Their suggestion: start saving now.

“With gas prices going up almost daily, you may want to start putting away $2 or $3 every week in your disaster kit,” said Kay Wilkens of the Red Cross. “So you’ll have enough money to fill the tank if you need it.”

In Mississippi, residents are being advised to set aside $75, although evacuees can expect to spend much less time on the road than south Louisiana residents, said Mike Womack, executive director of the Mississippi Emergency Management Agency. That’s partly because many in Mississippi can head straight inland while the greater expanse of coastal Louisiana means more distance to travel on highways that are routinely clogged even in sunny weather.

Still, high-priced gas will affect evacuations, Womack said.

“I think the big impact is that some people may say they are not going to evacuate,” Womack said. “Or they’ll try to evacuate without enough gas in their vehicle. Either way will cause problems.”

When residents filled up to evacuate before Katrina, gasoline was selling at $2.30 a gallon, said AAA Louisiana spokesman Don Redman. As interstate highways clogged with thousands of vehicles, motorists ran out of gas, slowing the evacuation.

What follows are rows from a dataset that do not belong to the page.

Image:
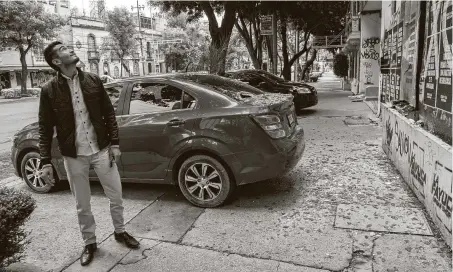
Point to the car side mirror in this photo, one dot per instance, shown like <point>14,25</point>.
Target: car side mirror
<point>263,85</point>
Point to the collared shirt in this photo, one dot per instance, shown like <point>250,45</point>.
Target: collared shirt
<point>85,135</point>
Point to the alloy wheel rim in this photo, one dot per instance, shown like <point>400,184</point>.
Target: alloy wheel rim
<point>203,181</point>
<point>33,173</point>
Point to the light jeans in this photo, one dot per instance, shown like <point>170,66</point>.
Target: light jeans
<point>78,170</point>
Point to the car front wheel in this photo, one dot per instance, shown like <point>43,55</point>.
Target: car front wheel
<point>204,181</point>
<point>31,168</point>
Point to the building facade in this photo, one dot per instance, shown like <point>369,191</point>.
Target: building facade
<point>405,48</point>
<point>87,34</point>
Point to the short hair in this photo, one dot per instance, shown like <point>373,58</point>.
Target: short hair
<point>49,54</point>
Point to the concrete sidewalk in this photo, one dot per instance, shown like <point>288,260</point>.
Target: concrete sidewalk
<point>344,208</point>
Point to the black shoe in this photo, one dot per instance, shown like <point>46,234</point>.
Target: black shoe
<point>127,239</point>
<point>87,254</point>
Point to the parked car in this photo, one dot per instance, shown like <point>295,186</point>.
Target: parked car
<point>304,95</point>
<point>205,133</point>
<point>314,76</point>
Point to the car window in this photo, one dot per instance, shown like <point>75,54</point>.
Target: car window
<point>157,97</point>
<point>114,92</point>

“We had traffic issues then, and certainly people running out of gas was one of them,” said Lt. Doug Cain of the Louisiana State Police.

State Police plans call for troopers with extra gas and tow trucks to be placed along evacuation routes, but adding a gallon of gas to a car may not get them far.

“I get about 11 miles to a gallon,” said Bob Conroy, 52, a salesman. who lives in the New Orleans suburb of Metairie. “That’s nothing, and if I sit in traffic and idle it’s less than that. It’s killing me. I don’t want to think about evacuating in that jam.”

Preparing for evacuations is inherently stressful, said Phillip Griffin, professor and chief of the psychological section at LSU Health Sciences Center. Adding the worry about expensive gas ratchets up the tension, he said, especially for those who went through Katrina.

“Those of us who have done it before know you can’t always determine how far you will have to go or how long it will take,” Griffin said. “It’s staggering for someone with a good income to fill up the tank. How will those on fixed incomes or working minimum wage jobs deal with it?”

It’ll be tough, said Kathleen Whalen, psycho-social program manager for the domestic emergency unit of Save the Children.

“If they’re told to evacuate, the only way that will be possible is to crowd together in cars,” Whalen said. “What you’ll see is piling way too many people in a car, so that there are no safety precautions, no seat belts. It will be very dangerous.”

Saving $3 a week, as officials suggest, would only give evacuees $15 a month, and provide less than four gallons of gas.

For some, finding an extra $3 is tough.

“I don’t have any plan for evacuating,” said Rochelle Cook, 43, of New Orleans, who is unemployed. “I have a car, but it needs tires and I can’t afford to put any money away for gas. I can barely get gas to get around and do what I need to now.”

Shirley Dangerfield, who is 63 and retired, evacuated New Orleans as Katrina approached with her two daughters and six grandchildren in an SUV. Since then, they’ve financially struggled to rebuild their homes.

“Everything has been very expensive,” she said. “And now we have gas prices way up. Everything cost a lot of money, and evacuating will too. I just have to believe God will make a way for us.”

Cook and Dangerfield may have no choice but to find some way out.

New Orleans officials do not plan to operate any hurricane shelters and the Superdome will not be a “shelter of last resort.” The plan calls for a mandatory evacuation order 72 hours before a Category 3 or stronger hurricane is expected to hit.

“Katrina taught me a whole lot about reserving things,” Dangerfield said. “But you can’t reserve what you don’t have. And after Katrina, I don’t have a lot more than I do have, especially money.”